Allí el suelo tiene, en su gran mayoría,
características de suelos orgánicos, su espacio geográfico presenta procesos de
urbanización poco densos lo que lo hace una zona rica en explotación,
principalmente ganadera y agrícola. El clima es frío, presentando una
temperatura media mensual de 14,2ºC, la máxima es de 16ºC y la mínima de 12ºC.
(CMGRD, 2016) Estos suelos agrícolas son constantemente fumigados con
clorpirifos para controlar diversas plagas
El clorpirifos es un insecticida organofosforado, insoluble en agua, con una toxicidad alta,
liposoluble y altamente volátil según condiciones de temperatura. Estas
características facilitan su absorción y permiten una vida media en el suelo de
10-120 días; si se tiene en cuenta que las aspersiones en estos cultivos se
realizan cada 45 días, aproximadamente, se crea una problemática por
bioacumulación.
Como plan de mitigación de este problema se plantean
dos estrategias de biorremediación, la atenuación natural que corresponde a
activar las poblaciones microbianas propias de los suelos que poseen unas
características de adaptación a los plaguicidas y colocarles las condiciones
que permitan que se multipliquen y así poder desarrollar los procesos para una
biorremediación. Con lo que se logra una transformación parcial o total de los
plaguicidas. (Viñas y col, 2001; Nápoles, 2005).

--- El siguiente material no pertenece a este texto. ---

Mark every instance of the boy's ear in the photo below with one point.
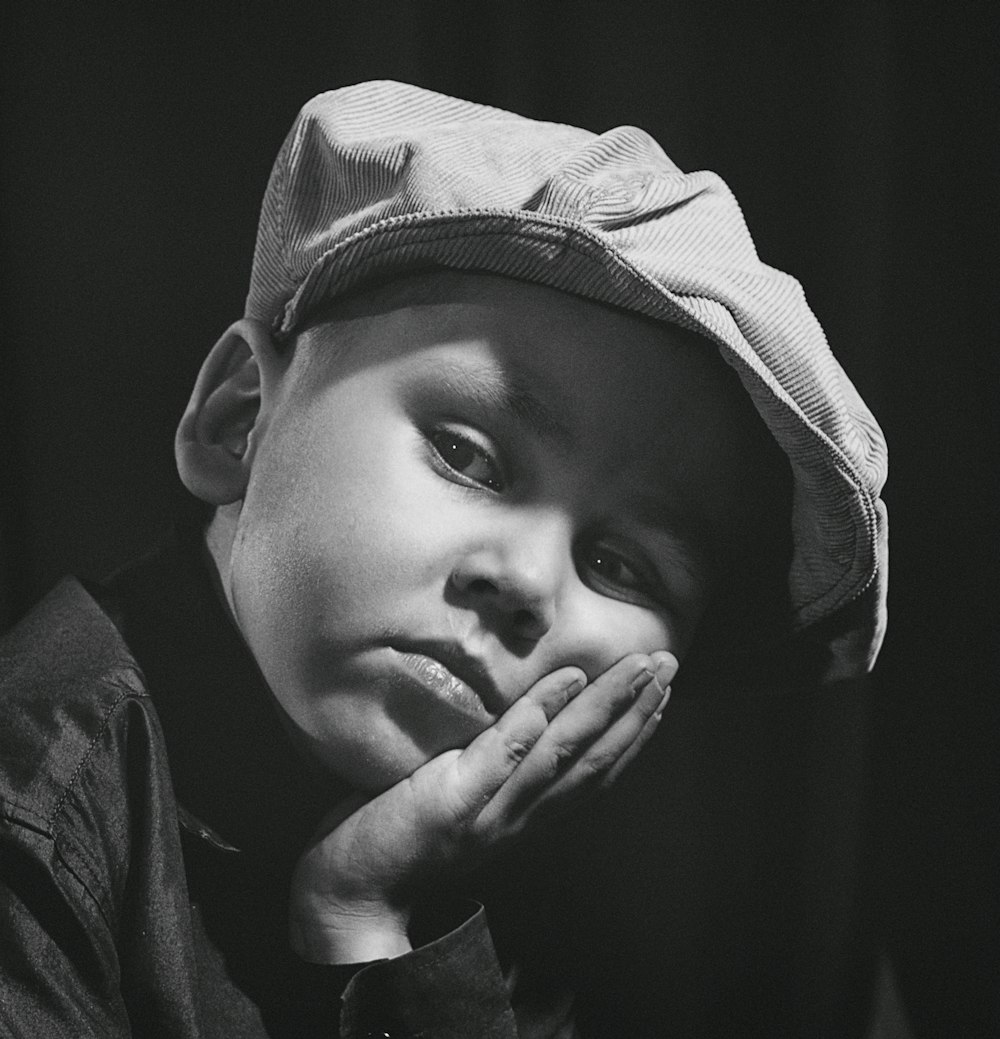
(213, 446)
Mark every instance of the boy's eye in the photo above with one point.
(467, 457)
(610, 567)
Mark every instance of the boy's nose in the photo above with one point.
(512, 585)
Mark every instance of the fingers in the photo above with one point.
(487, 764)
(588, 742)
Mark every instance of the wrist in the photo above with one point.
(354, 935)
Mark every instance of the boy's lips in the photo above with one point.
(450, 672)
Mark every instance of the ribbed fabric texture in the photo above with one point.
(383, 178)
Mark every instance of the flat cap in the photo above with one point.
(383, 179)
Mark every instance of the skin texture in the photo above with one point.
(531, 489)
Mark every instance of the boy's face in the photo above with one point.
(448, 501)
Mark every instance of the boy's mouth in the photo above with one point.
(452, 673)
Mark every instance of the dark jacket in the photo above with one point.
(150, 819)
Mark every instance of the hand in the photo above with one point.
(352, 888)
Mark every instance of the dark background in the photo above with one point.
(861, 140)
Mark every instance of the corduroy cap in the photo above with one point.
(383, 179)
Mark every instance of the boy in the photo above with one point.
(477, 477)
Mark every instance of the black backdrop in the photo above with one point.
(861, 139)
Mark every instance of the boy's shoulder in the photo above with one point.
(67, 685)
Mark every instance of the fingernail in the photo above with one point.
(574, 686)
(658, 713)
(641, 680)
(666, 667)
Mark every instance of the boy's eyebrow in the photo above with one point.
(507, 389)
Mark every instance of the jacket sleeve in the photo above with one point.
(450, 988)
(58, 973)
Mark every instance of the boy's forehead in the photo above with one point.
(651, 403)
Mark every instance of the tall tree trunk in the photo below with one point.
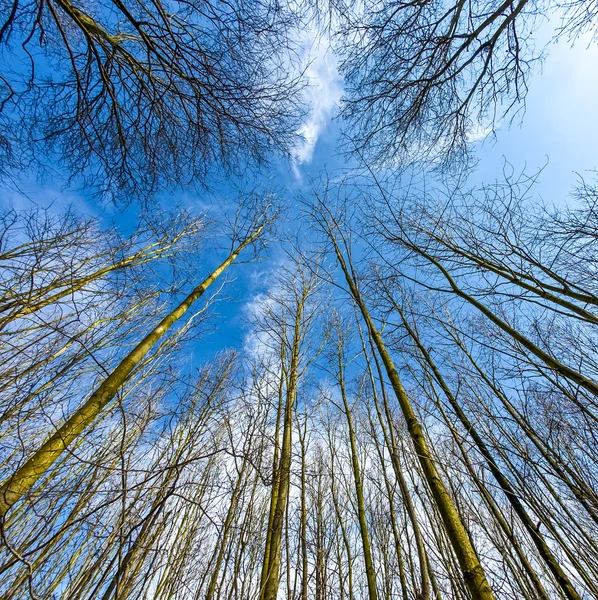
(25, 477)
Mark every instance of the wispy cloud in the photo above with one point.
(322, 94)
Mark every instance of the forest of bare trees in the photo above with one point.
(408, 406)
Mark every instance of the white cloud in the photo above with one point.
(322, 94)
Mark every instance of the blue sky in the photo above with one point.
(558, 131)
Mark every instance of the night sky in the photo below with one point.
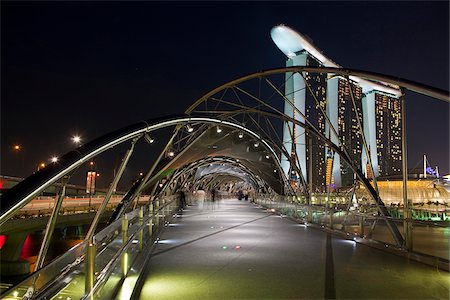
(90, 68)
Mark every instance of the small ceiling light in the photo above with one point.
(148, 138)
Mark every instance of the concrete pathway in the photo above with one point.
(237, 250)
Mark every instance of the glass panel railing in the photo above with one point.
(358, 216)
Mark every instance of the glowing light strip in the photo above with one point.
(290, 41)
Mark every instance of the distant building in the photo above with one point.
(384, 134)
(343, 117)
(377, 106)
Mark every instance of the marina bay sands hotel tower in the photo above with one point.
(377, 105)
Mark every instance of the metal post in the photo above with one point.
(90, 266)
(124, 261)
(111, 190)
(407, 225)
(50, 226)
(156, 212)
(141, 231)
(361, 225)
(310, 179)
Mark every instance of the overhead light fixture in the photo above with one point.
(148, 138)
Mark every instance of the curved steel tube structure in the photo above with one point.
(32, 186)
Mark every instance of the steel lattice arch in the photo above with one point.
(231, 135)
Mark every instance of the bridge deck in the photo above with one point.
(238, 250)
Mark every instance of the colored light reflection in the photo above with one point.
(2, 240)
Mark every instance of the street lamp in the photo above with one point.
(76, 139)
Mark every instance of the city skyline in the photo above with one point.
(92, 75)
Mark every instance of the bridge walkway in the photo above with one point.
(238, 250)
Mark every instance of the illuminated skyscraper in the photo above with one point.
(384, 134)
(377, 106)
(343, 117)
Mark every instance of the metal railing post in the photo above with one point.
(111, 190)
(141, 231)
(407, 224)
(156, 212)
(150, 219)
(361, 225)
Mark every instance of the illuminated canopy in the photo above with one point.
(290, 42)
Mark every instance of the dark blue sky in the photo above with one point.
(94, 67)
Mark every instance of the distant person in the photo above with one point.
(182, 200)
(213, 195)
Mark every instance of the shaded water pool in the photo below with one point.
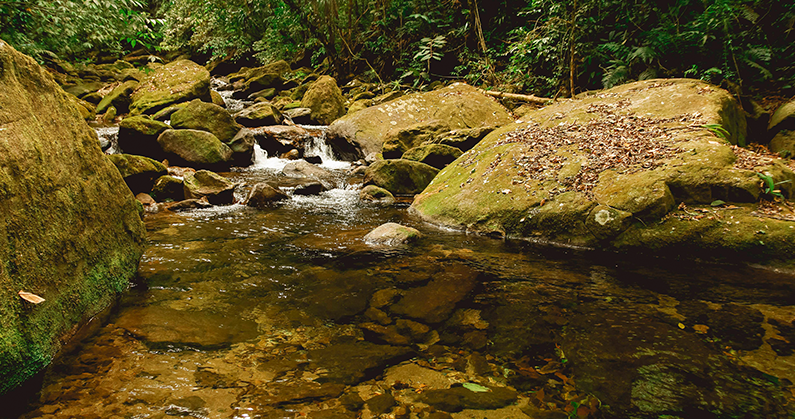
(286, 313)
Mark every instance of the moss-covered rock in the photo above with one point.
(620, 169)
(178, 81)
(206, 117)
(436, 155)
(119, 98)
(205, 184)
(325, 99)
(458, 106)
(404, 177)
(194, 148)
(69, 227)
(138, 135)
(139, 172)
(258, 115)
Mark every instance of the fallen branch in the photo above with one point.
(516, 96)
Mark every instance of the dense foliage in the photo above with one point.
(547, 47)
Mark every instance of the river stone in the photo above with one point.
(325, 100)
(178, 81)
(456, 399)
(138, 135)
(168, 187)
(376, 194)
(206, 117)
(457, 106)
(435, 302)
(139, 172)
(436, 155)
(259, 114)
(353, 362)
(70, 229)
(400, 177)
(204, 183)
(119, 98)
(263, 195)
(392, 234)
(194, 148)
(485, 191)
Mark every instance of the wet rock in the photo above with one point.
(168, 187)
(259, 114)
(206, 184)
(458, 106)
(242, 146)
(456, 399)
(139, 172)
(119, 98)
(434, 302)
(404, 177)
(352, 363)
(376, 194)
(208, 117)
(436, 155)
(138, 135)
(380, 404)
(160, 327)
(194, 148)
(263, 195)
(311, 188)
(178, 81)
(325, 100)
(392, 234)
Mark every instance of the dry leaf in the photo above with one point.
(30, 297)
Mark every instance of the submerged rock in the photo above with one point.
(70, 228)
(458, 106)
(392, 234)
(611, 169)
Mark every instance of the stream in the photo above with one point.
(286, 312)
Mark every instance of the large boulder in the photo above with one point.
(70, 229)
(194, 148)
(178, 81)
(325, 100)
(139, 172)
(610, 169)
(119, 98)
(205, 184)
(206, 117)
(138, 135)
(401, 177)
(457, 106)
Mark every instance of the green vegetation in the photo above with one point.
(546, 47)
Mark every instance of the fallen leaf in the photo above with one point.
(30, 297)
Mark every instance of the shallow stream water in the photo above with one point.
(286, 312)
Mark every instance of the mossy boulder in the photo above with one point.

Por otro lado, Viñas y col (2001) y Nápoles (2005)
indican que cuando se realiza una biorremediación dirigida se realizan los
procesos de bioestimulación, que es el proceso con nutrientes que estimulan el
crecimiento de los microorganismos, y la bioaumentación que corresponde a la propagación
previa en laboratorio de los microorganismos identificados como
biorremediadores para agregarlos al suelo e incrementar la población
microbiana y acelerar el proceso natural de descontaminación de los suelos.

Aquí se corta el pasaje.